Дмитрий Дмитриевич повесил трубку и сказал:

— Переживания! Я много говорил с Человеком, смотрел на него во все глаза… Он переживал, волновался, думал, смеялся, сердился, он — человек! Или я сам деревяшка!

ЧЕЛОВЕК ХОЧЕТ МЕДИ

На следующее утро Дмитрий Дмитриевич проснулся от невероятно громкого хруста. Он не сразу пришел в себя, и первая его мысль была о том, что сегодня в одиннадцать часов утра Аркадий ждет его в своем институте и что необходимо уговорить Человека пойти туда. Хруст не прекращался. Вначале Дмитрию Дмитриевичу показалось, что звук этот доносится с улицы. Распахнув окно, он выглянул во двор, но там все было тихо. Хруст соединился с пронзительным металлическим скрежетом. Дмитрий Дмитриевич как был — босиком и в трусах — заглянул в кабинет. То, что он увидел, было совершенно поразительным. Человек сидел на корточках и грыз железную спинку своей кровати. Части спинки уже не было. Дмитрий Дмитриевич ахнул, зажмурил глаза, тряхнул головой и огляделся.

Первое, что привлекло его внимание, была картина — единственное украшение его кабинета.

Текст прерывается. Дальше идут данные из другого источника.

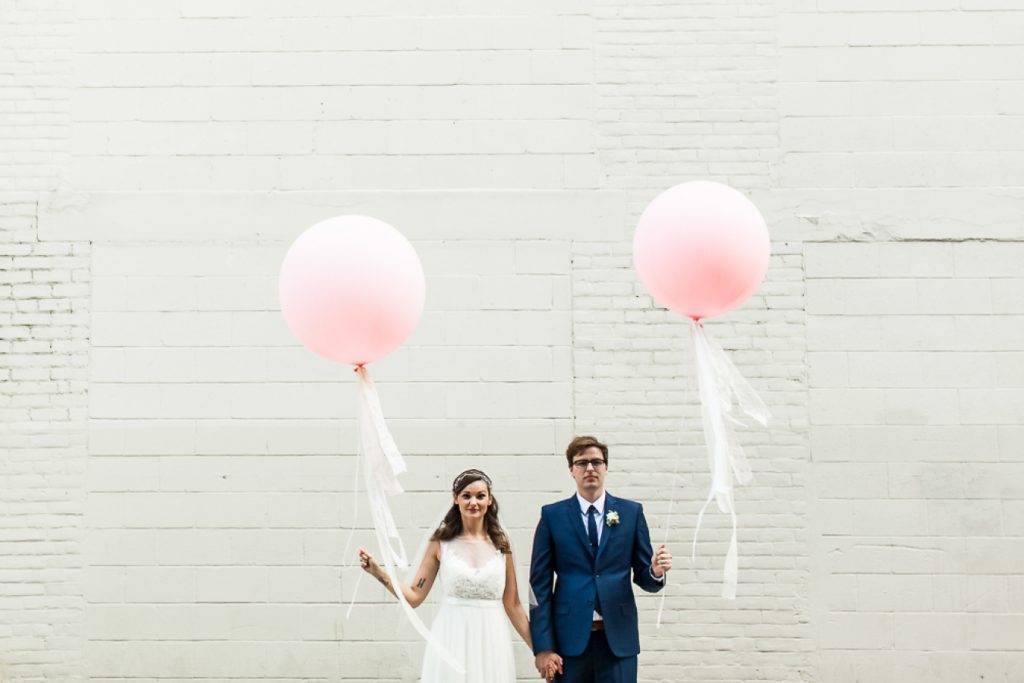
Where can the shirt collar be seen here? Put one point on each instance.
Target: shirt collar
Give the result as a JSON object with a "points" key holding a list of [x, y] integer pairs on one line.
{"points": [[585, 504]]}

Нарисованная каким-то австрийским художником, она изображала сценку из крестьянской жизни. Несколько женщин в ярко-красных головных платках собирали и складывали на телегу снопы сена. Сейчас вместо головных платков были дыры, позолоченный багет был ободран, проглядывало дерево… Везде, где был красный цвет, торчали клочья холста… Осциллограф, стоявший открытым, также подвергся нещадному разорению. Стеклянная трубка была без цоколя, и Дмитрий Дмитриевич тотчас же вспомнил, как ночью, когда он спал, ему послышался громкий хлопок: это, видимо, вошел воздух в разбитую трубку.

Человек жадно чавкал, поглощая металлическую спинку кровати, и не замечал Дмитрия Дмитриевича. Он оторвался от своего занятия с таким видом, словно сказал себе: «Ну, этого мне достаточно…» Выпрямившись, он неверной походкой приблизился к письменному столу и, оторвав медные ручки от ящиков, также отправил их в рот.

— Хочу медь! Медь! — тихо сказал он.

— Вы что? Что вы делаете? Вы голодны? — растерянно спросил Дмитрии Дмитриевич. Человек не обернулся.

— Да, — проговорил он. — Да, я голоден. Я голоден, и мне очень многого не хватает. Мне не хватает кадмия и ниобия, вольфрама и сурьмы, мне многого не хватает!